Par Jacques Doo Bell
9 Juillet 2009
opinion
La grande région du Centre, à travers ses élites et, dit-on l'ensemble de ses forces vives, s'est donnée en spectacle mardi, 7 juillet.
Avec pour chef d'orchestre M. Réné Sadi, secrétaire général nommé du comité central du Rdpc et, depuis le 30 juin, ministre chargé de mission à la Présidence de la République. Il s'agissait pour M. Sadi, d'une rencontre devant permettre au beau monde présent mardi à l'hôtel Mont Fébé, de partager leurs analyses, échanges et d'harmoniser leurs vues sur des sujets et des enjeux importants liés à la vie nationale, au climat socio-politique qui prévaut dans le pays, et particulièrement dans la région du Centre. Sujets et enjeux qui, selon le maître et initiateur de la rencontre appelent " une prise de position concertée, assumée et sans équivoque des élites et notabilités du Centre ".
De prime abord, il s'agissait pour le Sg du Rdpc et tout nouveau ministre chargé de mission à la présidence de la République de poser un acte politique majeur dans un contexte sulfureux, marqué comme il l'a si bien précisé par cet autre memorandum Beti qui fustige " l'infidélité " de Paul Biya à ses oncles, tantes, cousins et cousines beti. Un contexte marqué également par la publication du rapport sur la fortune du chef de l'Etat et son fils aîné.
Dans un tel contexte et sous nos cieux, qui pouvait ne pas répondre présent à l'appel de M. Réné Sadi. Nombre d'entre eux étant des personnes occupant des fonctions qu'elles doivent au parti au pouvoir.
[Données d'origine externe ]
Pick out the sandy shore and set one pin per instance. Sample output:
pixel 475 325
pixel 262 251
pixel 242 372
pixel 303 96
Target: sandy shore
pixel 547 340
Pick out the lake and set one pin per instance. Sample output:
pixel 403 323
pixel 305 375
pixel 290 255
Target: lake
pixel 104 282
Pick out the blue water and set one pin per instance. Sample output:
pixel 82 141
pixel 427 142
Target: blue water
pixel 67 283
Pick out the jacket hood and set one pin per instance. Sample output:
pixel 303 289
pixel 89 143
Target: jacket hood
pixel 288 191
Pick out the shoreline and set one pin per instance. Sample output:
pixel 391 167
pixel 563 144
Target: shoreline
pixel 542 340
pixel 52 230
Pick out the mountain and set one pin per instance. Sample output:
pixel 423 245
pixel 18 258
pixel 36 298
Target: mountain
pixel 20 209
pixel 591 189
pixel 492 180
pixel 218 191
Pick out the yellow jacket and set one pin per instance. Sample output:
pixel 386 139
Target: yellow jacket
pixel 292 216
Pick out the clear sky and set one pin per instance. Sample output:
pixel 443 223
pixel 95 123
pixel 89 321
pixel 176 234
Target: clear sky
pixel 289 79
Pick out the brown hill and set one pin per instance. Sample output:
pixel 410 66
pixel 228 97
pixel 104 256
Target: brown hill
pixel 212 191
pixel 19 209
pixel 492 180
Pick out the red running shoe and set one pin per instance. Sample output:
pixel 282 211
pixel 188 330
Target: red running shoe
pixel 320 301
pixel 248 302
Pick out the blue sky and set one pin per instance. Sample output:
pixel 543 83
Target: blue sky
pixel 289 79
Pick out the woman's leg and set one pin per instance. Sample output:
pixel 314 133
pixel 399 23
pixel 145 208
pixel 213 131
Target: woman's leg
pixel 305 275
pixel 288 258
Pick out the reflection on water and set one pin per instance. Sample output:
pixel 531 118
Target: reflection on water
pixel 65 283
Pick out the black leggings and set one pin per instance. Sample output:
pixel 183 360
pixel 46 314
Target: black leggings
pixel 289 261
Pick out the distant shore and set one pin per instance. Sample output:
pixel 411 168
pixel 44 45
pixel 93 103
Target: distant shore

Dans nos pays, il faut savoir respecter les codes, les convenances, les usages et ménager les susceptibilités. Car le courage est une affaire de viscères, il ne s'apprend pas. Même les auteurs du fameux memorandum contesté y étaient présents. Avec l'intime satisfaction d'avoir fait passer un message fort, bien que anonyme. Leur mémorandum a néanmoins le mérite d'avoir porté sur la place publique les récriminations de cette région, siège des institutions républicaines. Pour ce qui est du rapport du Ccfd, nous en avons suffisamment parlé pour ne plus insister dessus.
La vérité de la rencontre du 7 juillet qui a accouché d'une déclaration dite de Yaoundé invitant Paul Biya à se représenter à la présidentielle de 2011 est qu'il s'agit d'une grande manifestation d'hypocrisie à laquelle les politiciens camerounais sont orfèvres. Un tissu d'hypocrisie tissé par des " exégètes " qui croient peu ou prou en leur propre " profession de foi ". Il vaut mieux se faire hara kiri que se singulariser dans un tel mouvement collectif par son absence ou par une note discordante. Tous étaient là, tous ont applaudi, mais bien peu y adhérent corps et âme. Faut-il rappeler que dans l'histoire des motions de soutien au Cameroun, on a vu en 1984, un certain colonel Sale Ibrahim signer la motion de soutien des élites du Mayo Banyo en faveur de Paul Biya. Il figurait quelques semaines plus tard, à tort ou à raison, parmi les militaires felons du 6 avril de la même année.
Tout récemment encore, à Libreville, au Gabon, parmi les prétendants à la succession d'Omar Bongo Ondimba figurent des personnalités qui ne juraient que par le président défunt il y a encore quelques semaines. " Des candidatures dont certaines font rire " analyse Jean Ping, ancien ministre gabonais des Affaires étrangères, président actuel de la commission de l'Union africaine. Le Rdpc et tous les apparatchiks qui s'en réclament offriront le même spectacle un jour car, comme l'avait dit François Miterrand " en politique, on n'est le père de personne On a quelques amis, deux ou trois disciples. Mais des enfants, jamais ".
Le moins que l'on puisse dire c'est que Réné Sadi a donné un spectacle digne des sombres années du nazisme (1936 - 1945) jusqu'à l'effondrement du IIIe Reich. Plus de 60 ans après, on n'a honnêtement plus besoin de ce genre de manifestations. Et qu'elles soient l'oeuvre de personnalités aussi représentatives que celles qui ont brillé par leur assiduité et leur suivisme mardi dernier au Mont Fébé hôtel, cela confirme une fois de plus que le Cameroun a un problème d'éthique et de qualité des hommes.